The restriction on use has been introduced following reports of serious skin, mucosal and eye ulceration in patients treated with the anti-anginal. Nicorandil-induced ulcers do not respond to conventional treatment and persist until the drug is withdrawn.
Risk factors for ulceration
Patients taking NSAIDs or corticosteroids are at increased risk of gastrointestinal ulceration and those with diverticular disease may be at increased risk of fistula formation or bowel perforation. Caution is advised when prescribing nicorandil in such individuals.

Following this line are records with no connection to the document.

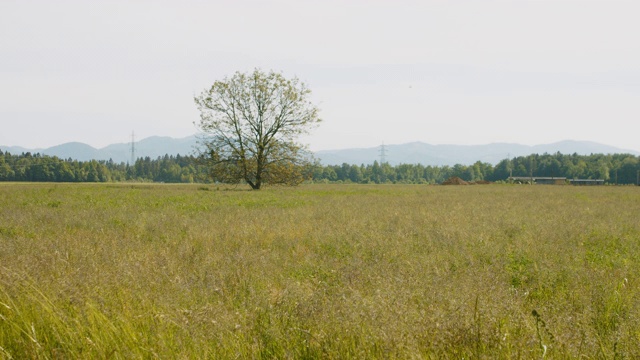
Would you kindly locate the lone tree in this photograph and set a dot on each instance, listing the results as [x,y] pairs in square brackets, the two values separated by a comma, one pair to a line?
[251,122]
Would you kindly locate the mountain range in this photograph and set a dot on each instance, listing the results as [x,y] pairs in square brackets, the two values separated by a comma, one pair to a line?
[409,153]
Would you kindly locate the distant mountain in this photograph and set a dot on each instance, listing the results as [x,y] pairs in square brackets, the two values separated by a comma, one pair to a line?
[152,147]
[410,153]
[440,155]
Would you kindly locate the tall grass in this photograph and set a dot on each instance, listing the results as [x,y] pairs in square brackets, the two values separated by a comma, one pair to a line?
[319,271]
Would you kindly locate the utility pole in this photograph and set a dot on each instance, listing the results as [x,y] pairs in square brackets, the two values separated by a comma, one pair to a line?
[383,154]
[133,149]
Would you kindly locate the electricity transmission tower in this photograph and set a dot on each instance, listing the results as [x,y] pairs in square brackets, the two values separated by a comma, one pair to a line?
[133,149]
[383,154]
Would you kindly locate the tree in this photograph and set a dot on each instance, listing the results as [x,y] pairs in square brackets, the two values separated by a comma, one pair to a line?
[251,122]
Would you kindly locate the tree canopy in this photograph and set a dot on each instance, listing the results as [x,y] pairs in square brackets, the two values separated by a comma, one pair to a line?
[250,124]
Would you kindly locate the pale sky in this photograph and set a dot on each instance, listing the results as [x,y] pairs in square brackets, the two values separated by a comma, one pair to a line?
[441,72]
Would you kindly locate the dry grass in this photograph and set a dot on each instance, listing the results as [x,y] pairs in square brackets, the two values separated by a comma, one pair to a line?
[319,271]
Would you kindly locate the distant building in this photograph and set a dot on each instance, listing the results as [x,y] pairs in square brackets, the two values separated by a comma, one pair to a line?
[542,180]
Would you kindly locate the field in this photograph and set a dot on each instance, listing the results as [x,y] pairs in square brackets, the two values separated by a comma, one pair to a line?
[319,271]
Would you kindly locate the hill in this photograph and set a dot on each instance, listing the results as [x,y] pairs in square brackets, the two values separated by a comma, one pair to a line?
[439,155]
[410,153]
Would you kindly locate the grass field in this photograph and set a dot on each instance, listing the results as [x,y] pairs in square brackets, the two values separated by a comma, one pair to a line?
[319,271]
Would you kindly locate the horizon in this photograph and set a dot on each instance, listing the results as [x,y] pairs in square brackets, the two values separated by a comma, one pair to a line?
[461,73]
[334,149]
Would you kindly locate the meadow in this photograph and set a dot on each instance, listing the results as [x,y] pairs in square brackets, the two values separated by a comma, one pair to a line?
[319,271]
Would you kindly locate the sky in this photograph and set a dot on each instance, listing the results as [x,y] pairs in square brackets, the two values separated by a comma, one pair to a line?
[463,72]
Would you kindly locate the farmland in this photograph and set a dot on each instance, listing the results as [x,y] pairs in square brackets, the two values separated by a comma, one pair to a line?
[319,271]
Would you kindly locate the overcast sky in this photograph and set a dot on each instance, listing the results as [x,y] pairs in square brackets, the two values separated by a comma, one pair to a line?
[441,72]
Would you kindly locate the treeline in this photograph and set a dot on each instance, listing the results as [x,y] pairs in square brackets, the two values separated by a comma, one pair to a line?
[613,168]
[43,168]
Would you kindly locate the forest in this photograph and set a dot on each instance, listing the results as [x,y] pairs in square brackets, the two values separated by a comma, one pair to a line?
[613,168]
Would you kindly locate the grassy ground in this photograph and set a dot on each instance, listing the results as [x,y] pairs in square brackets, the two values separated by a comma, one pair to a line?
[319,271]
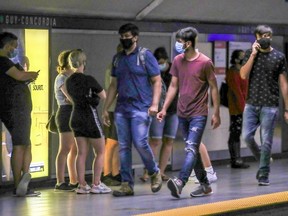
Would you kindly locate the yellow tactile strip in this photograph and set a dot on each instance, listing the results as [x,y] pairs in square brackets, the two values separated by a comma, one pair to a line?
[225,206]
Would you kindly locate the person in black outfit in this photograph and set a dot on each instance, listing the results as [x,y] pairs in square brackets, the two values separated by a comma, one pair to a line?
[85,92]
[15,111]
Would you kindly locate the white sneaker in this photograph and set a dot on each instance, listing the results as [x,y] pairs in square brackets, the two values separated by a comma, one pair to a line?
[192,177]
[83,189]
[100,189]
[212,177]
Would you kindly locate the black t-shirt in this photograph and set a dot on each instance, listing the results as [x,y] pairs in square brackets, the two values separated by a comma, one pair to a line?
[83,90]
[263,87]
[14,94]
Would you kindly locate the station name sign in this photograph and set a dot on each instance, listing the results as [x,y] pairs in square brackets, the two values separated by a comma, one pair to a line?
[28,20]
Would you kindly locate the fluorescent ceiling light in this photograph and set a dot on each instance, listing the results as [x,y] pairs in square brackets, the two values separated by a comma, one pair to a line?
[148,9]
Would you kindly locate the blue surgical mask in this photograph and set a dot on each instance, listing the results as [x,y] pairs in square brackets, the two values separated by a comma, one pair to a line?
[162,67]
[179,47]
[12,54]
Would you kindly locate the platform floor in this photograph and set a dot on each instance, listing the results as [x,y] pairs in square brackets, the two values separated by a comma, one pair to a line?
[232,184]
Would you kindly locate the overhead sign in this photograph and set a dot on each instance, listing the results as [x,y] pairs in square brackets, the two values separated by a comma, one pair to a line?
[28,20]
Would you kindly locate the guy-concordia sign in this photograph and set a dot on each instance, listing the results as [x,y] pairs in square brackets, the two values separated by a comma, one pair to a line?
[28,20]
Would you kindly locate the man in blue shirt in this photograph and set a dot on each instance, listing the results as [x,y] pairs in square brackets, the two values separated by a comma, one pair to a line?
[137,82]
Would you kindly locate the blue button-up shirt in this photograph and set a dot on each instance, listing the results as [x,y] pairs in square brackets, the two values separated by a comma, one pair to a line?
[134,87]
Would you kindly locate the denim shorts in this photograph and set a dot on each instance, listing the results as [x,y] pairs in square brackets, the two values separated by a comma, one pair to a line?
[167,128]
[63,115]
[110,132]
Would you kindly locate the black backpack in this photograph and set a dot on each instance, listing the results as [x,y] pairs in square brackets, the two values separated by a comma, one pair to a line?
[141,58]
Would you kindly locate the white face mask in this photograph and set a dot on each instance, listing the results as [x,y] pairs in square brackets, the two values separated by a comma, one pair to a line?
[179,47]
[162,67]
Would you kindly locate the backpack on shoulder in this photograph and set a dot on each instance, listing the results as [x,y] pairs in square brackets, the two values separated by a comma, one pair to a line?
[141,59]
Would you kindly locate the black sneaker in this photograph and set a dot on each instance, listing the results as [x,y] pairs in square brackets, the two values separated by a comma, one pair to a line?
[22,187]
[74,186]
[110,181]
[239,165]
[117,177]
[125,190]
[263,181]
[32,193]
[202,190]
[175,185]
[63,187]
[156,181]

Nicorandil must be withdrawn promptly if ulceration develops and the advice of a cardiologist sought if angina symptoms worsen.
The time to onset of ulceration ranges from shortly after initiating nicorandil treatment to several years after starting nicorandil. It is not known how nicorandil causes ulceration.
Hypotension and hyperkalaemia
Nicorandil can cause hypotension and is now contraindicated in hypovolaemia, acute pulmonary oedema and in combination with guanylate cyclase stimulators such as riociguat.
Rare cases of severe hyperkalaemia have been reported in nicorandil-treated patients and the drug should be used cautiously in combination with medicines that increase potassium levels, especially in patients with moderate to severe renal impairment.
Nicorandil should also be used with caution in patients with heart failure (NYHA class III or IV), glucose 6 phosphate dehydrogenase deficiency, or taking the premature ejaculation treatment dapoxetine.
Nicorandil, which is available as Ikorel and as generic tablets, is a vasodilator with a dual mechanism of action. It activates potassium channels and increases intracellular cGMP levels to cause relaxation of both venous and arterial smooth muscle.
Updated 25 January 2016
MHRA confirms nicorandil now second-line treatment for angina
On 21 January 2016, the Medicines and Healthcare products Regulatory Agency confirmed the restrictions to the licensed indication of nicorandil.